Hi Marius. Yes, it's easy to do that as long as you know basic usage of PyTorch. For saving and loading model, here's a useful link. In the context of neurodiffeq, you want to perform the following procedures:

  1. Make sure you have the model class MyNetwork saved in some file model.py. Note that MyNetwork must be a subclass of torch.nn.Module

  2. Create one or more (depending on the number of functions you are solving for) MyNetwork instances:

    my_nets = [MyNetwork(...), MyNetwork(...), ...]
  3. Instantiate your solver and pass your model(s)

    solver = Solver1D(
    ...
    nets=my_nets,
    )
  4. Do the training and get your networks. Currently, neurodiffeq doesn't make a copy of the networks passed to it, so solver.nets is the same object as my_nets created earlier

    solver.fit(max_epochs=xxx, ...)
    my_nets = solver.nets # you can skip this step if you still have access to `my_nets` created earlier
  5. Save your model

    torch.save({f'net_{i}': net.state_dict() for i, net in enumerate(nets)}, YOUR_MODEL_PATH)
  6. In another script, instantiate your model using exactly the same architecture and load the weights

    loaded_nets = [MyNetwork(...), MyNetwork(...), ...]
    checkpoint = torch.load(YOUR_MODEL_PATH)
    for i, net in enumerate(loaded_nets):
    net.load_state_dict(checkpoint[f'net_{i}'])
  7. Redo step 3~4, but change my_nets to loaded_nets

mariusmerkle commented 3 years ago

That sounds great! And it is possible to use both Adam optimiser and L-BFGS/L-BFGS-B, right?
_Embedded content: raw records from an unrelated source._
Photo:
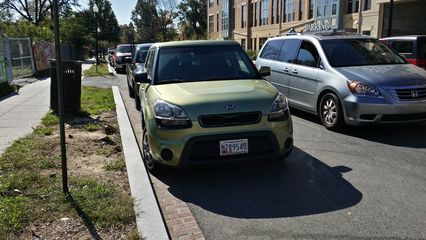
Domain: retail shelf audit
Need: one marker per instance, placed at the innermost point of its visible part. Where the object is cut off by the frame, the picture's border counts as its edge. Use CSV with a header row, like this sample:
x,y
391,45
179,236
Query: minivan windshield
x,y
203,63
124,49
359,52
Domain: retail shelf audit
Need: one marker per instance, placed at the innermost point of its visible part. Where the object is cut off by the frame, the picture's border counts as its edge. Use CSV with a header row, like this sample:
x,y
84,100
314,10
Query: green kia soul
x,y
205,102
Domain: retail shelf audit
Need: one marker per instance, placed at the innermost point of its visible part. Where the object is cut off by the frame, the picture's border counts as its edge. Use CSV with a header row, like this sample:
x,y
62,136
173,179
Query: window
x,y
211,23
308,55
261,42
217,22
264,12
278,11
288,50
290,11
243,16
270,51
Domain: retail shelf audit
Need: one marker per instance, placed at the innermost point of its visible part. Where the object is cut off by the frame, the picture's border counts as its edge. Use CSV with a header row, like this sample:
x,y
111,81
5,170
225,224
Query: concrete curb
x,y
149,221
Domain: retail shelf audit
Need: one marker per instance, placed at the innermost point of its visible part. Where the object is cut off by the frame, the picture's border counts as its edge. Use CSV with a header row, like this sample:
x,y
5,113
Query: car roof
x,y
325,35
193,43
407,37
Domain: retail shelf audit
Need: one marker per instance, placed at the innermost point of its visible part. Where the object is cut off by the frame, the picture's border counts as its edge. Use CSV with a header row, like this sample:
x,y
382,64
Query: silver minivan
x,y
345,78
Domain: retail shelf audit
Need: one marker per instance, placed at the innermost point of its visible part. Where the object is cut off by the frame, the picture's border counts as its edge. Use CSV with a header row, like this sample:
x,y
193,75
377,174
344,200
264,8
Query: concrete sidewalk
x,y
21,112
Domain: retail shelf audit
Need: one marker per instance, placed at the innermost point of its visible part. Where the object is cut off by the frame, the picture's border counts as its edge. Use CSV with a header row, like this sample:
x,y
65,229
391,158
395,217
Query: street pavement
x,y
362,183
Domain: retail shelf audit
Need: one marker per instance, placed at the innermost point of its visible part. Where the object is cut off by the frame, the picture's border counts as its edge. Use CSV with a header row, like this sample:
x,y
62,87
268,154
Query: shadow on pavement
x,y
302,186
402,135
86,219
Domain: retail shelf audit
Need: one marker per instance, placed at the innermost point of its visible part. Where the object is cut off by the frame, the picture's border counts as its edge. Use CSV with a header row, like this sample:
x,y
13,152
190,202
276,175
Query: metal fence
x,y
21,57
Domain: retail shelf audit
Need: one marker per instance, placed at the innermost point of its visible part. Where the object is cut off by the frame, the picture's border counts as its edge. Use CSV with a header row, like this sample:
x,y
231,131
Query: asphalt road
x,y
363,183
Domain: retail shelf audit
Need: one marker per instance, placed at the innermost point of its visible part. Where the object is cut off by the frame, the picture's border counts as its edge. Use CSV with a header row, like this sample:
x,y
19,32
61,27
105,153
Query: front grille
x,y
208,150
230,119
403,117
409,94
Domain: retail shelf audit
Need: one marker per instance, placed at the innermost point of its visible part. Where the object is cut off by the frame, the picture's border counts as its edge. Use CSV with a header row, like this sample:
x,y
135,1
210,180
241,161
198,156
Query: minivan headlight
x,y
363,89
279,109
168,115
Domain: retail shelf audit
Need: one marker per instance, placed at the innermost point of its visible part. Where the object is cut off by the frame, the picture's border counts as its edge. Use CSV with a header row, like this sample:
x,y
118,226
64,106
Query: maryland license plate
x,y
233,147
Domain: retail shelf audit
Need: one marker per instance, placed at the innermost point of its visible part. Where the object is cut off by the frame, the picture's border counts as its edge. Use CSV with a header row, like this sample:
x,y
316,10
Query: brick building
x,y
251,22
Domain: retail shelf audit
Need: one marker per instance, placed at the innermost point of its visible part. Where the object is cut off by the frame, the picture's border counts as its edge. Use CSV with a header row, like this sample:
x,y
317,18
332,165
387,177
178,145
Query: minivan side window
x,y
308,55
271,49
288,50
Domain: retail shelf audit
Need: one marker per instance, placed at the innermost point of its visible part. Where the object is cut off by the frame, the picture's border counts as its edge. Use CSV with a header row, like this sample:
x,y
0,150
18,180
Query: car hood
x,y
386,75
211,97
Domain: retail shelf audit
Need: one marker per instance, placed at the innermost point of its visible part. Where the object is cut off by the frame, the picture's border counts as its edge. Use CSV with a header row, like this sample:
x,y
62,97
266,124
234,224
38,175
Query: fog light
x,y
166,154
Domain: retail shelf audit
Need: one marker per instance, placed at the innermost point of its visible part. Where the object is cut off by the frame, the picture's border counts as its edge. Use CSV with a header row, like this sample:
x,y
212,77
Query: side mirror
x,y
142,77
127,60
265,71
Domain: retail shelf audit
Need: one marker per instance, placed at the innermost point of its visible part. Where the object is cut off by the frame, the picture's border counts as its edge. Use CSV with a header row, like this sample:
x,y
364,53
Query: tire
x,y
151,165
330,112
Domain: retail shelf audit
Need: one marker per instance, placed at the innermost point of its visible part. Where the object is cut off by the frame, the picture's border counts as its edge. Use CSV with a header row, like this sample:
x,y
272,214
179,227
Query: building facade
x,y
252,22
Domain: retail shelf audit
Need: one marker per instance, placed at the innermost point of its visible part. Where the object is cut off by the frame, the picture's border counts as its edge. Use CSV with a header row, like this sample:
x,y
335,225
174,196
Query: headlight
x,y
168,115
279,109
363,89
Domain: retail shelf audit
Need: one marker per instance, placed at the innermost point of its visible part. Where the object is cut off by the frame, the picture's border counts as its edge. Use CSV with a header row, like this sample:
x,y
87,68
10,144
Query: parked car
x,y
413,48
122,51
111,52
205,102
345,78
135,67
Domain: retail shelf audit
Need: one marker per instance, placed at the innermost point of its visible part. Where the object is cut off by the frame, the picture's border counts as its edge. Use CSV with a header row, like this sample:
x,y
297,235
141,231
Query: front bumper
x,y
198,145
364,110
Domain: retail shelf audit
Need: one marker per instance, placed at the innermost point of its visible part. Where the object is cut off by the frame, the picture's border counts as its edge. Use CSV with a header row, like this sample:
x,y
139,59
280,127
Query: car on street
x,y
205,102
135,67
345,78
413,48
122,51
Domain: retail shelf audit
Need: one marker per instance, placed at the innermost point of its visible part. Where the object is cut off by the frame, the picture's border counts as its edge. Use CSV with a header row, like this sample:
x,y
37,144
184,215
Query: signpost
x,y
60,85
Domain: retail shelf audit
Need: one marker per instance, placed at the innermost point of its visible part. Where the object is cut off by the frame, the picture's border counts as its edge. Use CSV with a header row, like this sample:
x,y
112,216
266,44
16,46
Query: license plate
x,y
233,147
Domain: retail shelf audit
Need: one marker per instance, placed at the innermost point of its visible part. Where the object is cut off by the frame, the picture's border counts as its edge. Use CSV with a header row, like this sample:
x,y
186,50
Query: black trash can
x,y
71,76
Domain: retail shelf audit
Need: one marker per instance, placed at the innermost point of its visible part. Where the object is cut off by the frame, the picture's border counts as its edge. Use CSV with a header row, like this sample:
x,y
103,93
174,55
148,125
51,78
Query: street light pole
x,y
96,10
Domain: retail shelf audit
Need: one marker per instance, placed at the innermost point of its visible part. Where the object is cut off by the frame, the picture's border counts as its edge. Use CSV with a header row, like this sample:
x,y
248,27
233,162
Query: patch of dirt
x,y
88,152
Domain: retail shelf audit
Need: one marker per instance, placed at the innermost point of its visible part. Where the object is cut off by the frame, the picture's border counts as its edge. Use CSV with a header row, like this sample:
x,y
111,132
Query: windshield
x,y
124,49
203,63
141,55
359,52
shuheng-liu commented 3 years ago

Most optimizers are currently supported, except LBFGS, which is a little tricky (see #83). Luckily, we seem to have a solution proposed just now. Yet, we still need to run the tests.

I'm not familiar with L-BFGS-B, but it appears that this optimizer has not been implemented in PyTorch (see here). So currently, you can't use L-BFGS-B without implementing it yourself.